Grand prix victory at long last for Mike Golding as he wins the Transat and knocks over 2 days off the record


Seven years of unstinting hard work culminated gloriously for Mike Golding last night as he arrived ecstatically in Boston to win the single-handed Transat race. Beaming with pleasure and relief, he sprayed his boat, Ecover, her shore team and supporters in champagne, celebrating his first major victory ever in the Open 60 class after long years of podium places, near-misses and dogged, determined hard work. Not since he won the BT Global Challenge in 1996/7 has Golding been victorious in a major race.

Golding’s win is both a personal and a historical triumph. Besides being his best ever grand prix result, his race makes Transat/OSTAR history, knocking an absolutely amazing 2 days and 43 minutes off the course record, set four years ago by Ellen MacArthur. His time for the 2,700 mile course was 12 days, 15 hours, 18 minutes, 8 seconds.

He beat by several hours Swiss skipper Dominique Wavre, who also sailed a blinder, and his best ever race in his Open 60 Temenos. For the record he, too, broke the 2004 record by a huge margin. Wavre had started the race as something of an outsider, racing a six-year-old boat in which he had never before had even a sniff of a podium place. He said he was especially thrilled because this time the money from the sponsors had come though late and he and his meagre shore team had been hard at work prepping the boat until the day before the start.

At dawn this morning, the new boy arrived. Mike ‘Moose’ Sanderson, arrived in Pindar (also inside the 2004 record time), delighted with his 3rd in class on his first ever solo race, but having learned a few things about single-handed racing in general and Open 60s in particular. “I pushed too hard towards that middle phase. I saw Mike [Golding] had slowed down dramatically and I assumed he had a problem so I kept going. Within a very sport space of time I came very unstuck and I snapped the [starboard] daggerboard and lost the [wind instrument] wands off the mast so every watch I was either overpressed or under it.”

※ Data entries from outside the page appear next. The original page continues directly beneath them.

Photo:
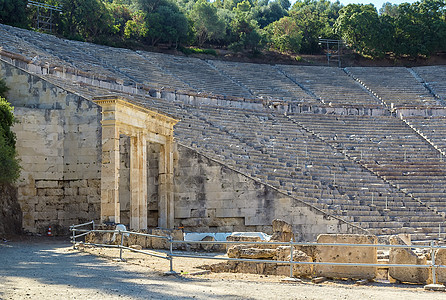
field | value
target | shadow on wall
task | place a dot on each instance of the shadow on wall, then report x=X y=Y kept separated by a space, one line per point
x=10 y=212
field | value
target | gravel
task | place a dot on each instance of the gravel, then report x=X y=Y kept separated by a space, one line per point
x=48 y=268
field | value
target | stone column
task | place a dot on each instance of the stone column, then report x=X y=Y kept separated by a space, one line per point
x=166 y=201
x=110 y=208
x=138 y=182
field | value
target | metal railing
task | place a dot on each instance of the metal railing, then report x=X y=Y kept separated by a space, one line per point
x=171 y=254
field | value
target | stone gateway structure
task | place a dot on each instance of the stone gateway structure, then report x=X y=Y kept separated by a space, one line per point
x=142 y=126
x=153 y=140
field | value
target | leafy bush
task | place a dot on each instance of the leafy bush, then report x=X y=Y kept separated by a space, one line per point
x=189 y=51
x=9 y=165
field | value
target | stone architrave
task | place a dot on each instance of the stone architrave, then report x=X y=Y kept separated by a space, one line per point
x=120 y=116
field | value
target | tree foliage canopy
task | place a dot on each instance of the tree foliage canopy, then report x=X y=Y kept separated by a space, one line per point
x=249 y=25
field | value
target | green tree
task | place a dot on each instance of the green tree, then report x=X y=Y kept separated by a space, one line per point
x=85 y=19
x=389 y=9
x=136 y=27
x=267 y=14
x=13 y=12
x=314 y=18
x=207 y=26
x=359 y=25
x=246 y=30
x=284 y=35
x=420 y=28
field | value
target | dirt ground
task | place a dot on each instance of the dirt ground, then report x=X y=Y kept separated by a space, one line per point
x=48 y=268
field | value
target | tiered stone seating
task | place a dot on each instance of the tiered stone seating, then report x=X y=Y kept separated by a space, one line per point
x=277 y=151
x=396 y=86
x=198 y=74
x=434 y=128
x=12 y=41
x=264 y=81
x=374 y=171
x=331 y=85
x=138 y=68
x=435 y=77
x=388 y=147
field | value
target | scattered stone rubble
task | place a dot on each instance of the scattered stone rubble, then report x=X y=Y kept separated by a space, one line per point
x=319 y=253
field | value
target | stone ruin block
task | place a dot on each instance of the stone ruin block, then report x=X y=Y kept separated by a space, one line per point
x=283 y=254
x=409 y=257
x=241 y=251
x=440 y=259
x=282 y=231
x=160 y=243
x=232 y=238
x=346 y=254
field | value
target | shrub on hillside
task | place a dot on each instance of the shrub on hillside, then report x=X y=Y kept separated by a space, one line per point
x=9 y=164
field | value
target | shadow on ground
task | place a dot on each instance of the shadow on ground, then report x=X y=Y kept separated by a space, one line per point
x=48 y=262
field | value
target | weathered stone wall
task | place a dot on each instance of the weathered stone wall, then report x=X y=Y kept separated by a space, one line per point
x=59 y=147
x=10 y=214
x=212 y=197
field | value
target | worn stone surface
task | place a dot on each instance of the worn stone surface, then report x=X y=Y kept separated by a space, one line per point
x=60 y=144
x=346 y=254
x=10 y=212
x=407 y=256
x=243 y=251
x=59 y=147
x=283 y=254
x=440 y=259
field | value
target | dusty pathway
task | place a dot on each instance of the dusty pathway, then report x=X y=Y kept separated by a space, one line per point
x=49 y=269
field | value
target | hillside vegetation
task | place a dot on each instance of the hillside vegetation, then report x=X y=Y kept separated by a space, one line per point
x=400 y=31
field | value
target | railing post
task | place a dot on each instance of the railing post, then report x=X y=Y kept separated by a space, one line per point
x=291 y=258
x=434 y=279
x=120 y=246
x=73 y=237
x=171 y=271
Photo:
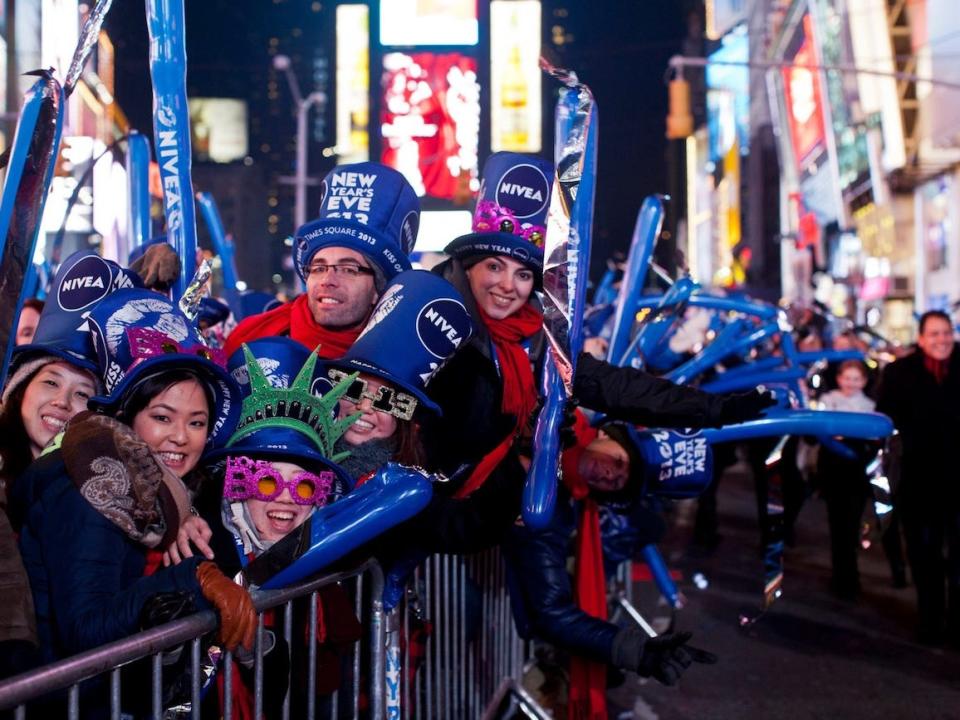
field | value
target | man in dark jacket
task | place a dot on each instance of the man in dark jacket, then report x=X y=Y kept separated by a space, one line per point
x=604 y=469
x=921 y=394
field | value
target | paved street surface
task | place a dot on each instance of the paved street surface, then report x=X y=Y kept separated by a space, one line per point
x=811 y=655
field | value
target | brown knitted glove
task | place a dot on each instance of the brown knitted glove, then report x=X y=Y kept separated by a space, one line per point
x=158 y=267
x=238 y=617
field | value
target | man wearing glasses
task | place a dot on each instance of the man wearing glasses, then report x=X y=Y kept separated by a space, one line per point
x=367 y=227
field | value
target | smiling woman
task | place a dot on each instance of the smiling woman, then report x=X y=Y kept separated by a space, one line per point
x=90 y=509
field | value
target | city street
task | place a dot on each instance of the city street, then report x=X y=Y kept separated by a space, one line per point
x=810 y=656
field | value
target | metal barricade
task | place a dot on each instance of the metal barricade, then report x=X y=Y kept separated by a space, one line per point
x=463 y=605
x=70 y=673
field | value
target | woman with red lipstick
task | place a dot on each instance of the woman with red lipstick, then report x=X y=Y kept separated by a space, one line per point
x=489 y=391
x=91 y=508
x=51 y=379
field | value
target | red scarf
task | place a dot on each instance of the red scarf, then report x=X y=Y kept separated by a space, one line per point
x=296 y=320
x=588 y=679
x=937 y=368
x=519 y=388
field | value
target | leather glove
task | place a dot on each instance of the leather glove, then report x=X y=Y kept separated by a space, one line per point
x=158 y=267
x=740 y=407
x=663 y=658
x=238 y=617
x=568 y=436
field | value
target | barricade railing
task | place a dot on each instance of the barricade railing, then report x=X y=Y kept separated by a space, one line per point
x=460 y=606
x=450 y=651
x=69 y=674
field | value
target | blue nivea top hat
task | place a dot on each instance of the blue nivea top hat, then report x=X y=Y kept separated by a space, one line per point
x=288 y=407
x=82 y=281
x=138 y=334
x=419 y=323
x=367 y=207
x=674 y=464
x=212 y=311
x=511 y=214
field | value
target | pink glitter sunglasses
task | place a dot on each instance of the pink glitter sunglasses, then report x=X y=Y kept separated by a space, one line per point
x=247 y=478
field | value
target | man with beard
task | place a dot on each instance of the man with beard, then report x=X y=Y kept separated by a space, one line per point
x=367 y=227
x=921 y=394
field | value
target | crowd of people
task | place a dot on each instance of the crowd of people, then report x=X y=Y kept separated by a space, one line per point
x=144 y=468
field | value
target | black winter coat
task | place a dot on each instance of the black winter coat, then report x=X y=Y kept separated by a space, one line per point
x=927 y=415
x=469 y=391
x=85 y=572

Sanderson harried Golding right up until the point where he broke his daggerboard. He seems unphased by such a hard race and says he’s enjoyed a very different sort of sailing after the Louis Vuitton Cup final in Oracle last year, sailing in the world match racing championships and setting a new west-east transatlantic record as skipper of Mari-Cha IV. On this race, he says: “I was really pleased to hang with Mike upwind and be up with Bernard Stamm downwind. The only things which let me down were things where I pushed too hard.”